In the seeming absence of some of your workings, and apparent jumps in your “notes”, I think maybe it boils down to some non-standard terminology that you’re using, like “convergence theory” (I don’t understand the exact process of getting the progressively different results that you’re presenting) or terminology that you’re using in a non-standard way such as the exact distinction “carrying left to right” and “carrying right to left”. Maybe an understanding of them will help me piece together these seemingly bizarre equations of yours.
What they lack is ability (or at the very least, incentive) to abandon logic when dealing with this subject.
The subject isn’t so complicated that it requires mathematical expertize. You don’t need mathematical expertize to understand that “2 + 2 = 4”. A bunch of mathematicians can’t declare that “2 + 2 = 5” and claim that the dissenters are wrong because they are merely amateurs.
The claim is that the two symbols ((0.\dot9) and (1)) do not represent the same quantity. A number of arguments have been put forward. You’re supposed to point out their flaws. The quoted doesn’t do that.
It’s important to note that it’s not necessary to show why Wikipedia proofs are wrong. There’s a much simpler proof that shows that they must be wrong – whatever their real flaws are.
I’m examining Wikipedia proofs for fun, not out of necessity. I might, in fact, be wrong about why Wikipedia proofs are flawed, but such a scenario wouldn’t render the main proof (which is a very simple proof) invalid.
This isn’t to say that I’m not sure about my claims regarding Wikipedia proofs.

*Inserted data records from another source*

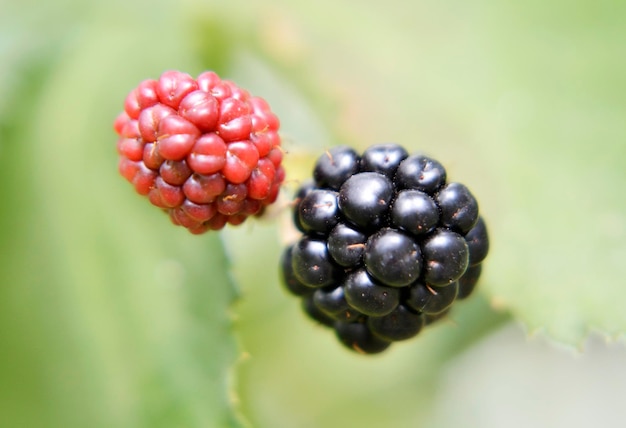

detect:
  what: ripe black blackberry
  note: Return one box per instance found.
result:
[281,144,489,354]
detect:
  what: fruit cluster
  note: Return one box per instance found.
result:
[114,71,285,234]
[281,144,489,354]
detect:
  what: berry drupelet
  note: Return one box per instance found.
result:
[281,144,489,354]
[114,71,285,234]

I’m pretty confident about them.
Thankfully, not everything is complicated in life, so not everything requires extensive proofs.
Again, the above isn’t pointing out flaws within an argument.
I don’t wonder, I know. You suffer from low tolerance threshold. Not something to be proud of.
Considering that you talk about it publicly, yes.
If you can’t accept that Hilbert’s Hotel is nonsense, there is, I am afraid, no hope for you.
Notice that it’s not merely counter-intuitively full and not full. It does not merely go against intuition. It goes against logic.
Intuition is neither right nor wrong on its own. It’s that thing that is sometimes wrong and sometimes right. You can never know. So if a claim is counter-intuitive, it does not necessarily mean that it’s right or that it’s wrong. But if it goes against logic, then we have a problem, Sir.
A hotel that is both full and not full. Not a logical contradiction at all.
Now you’re conflating different concepts. Infinity/endless is not the same as indeterminate/undefinable.
That’s not true.
If you can’t determine whether there is a difference between two numbers, it does not follow that there is no difference between them.
Sorry to disappoint you.
Here’s a couple of super simple arguments for you to address. And when I mean “address”, I mean “point out their flaws”.
Who ever said that the lines have to be added end to end? That was the point of having apples, oranges, and pears, each an infinite set.
And Ecmandu, there is a serious difference between “the concept orange” and “the concept of AN orange”.
Equally, there is a significant difference between “AN infinite line” (a finite quantity of a thing) and “the infinity of a line” (a quality of a single thing not being finite).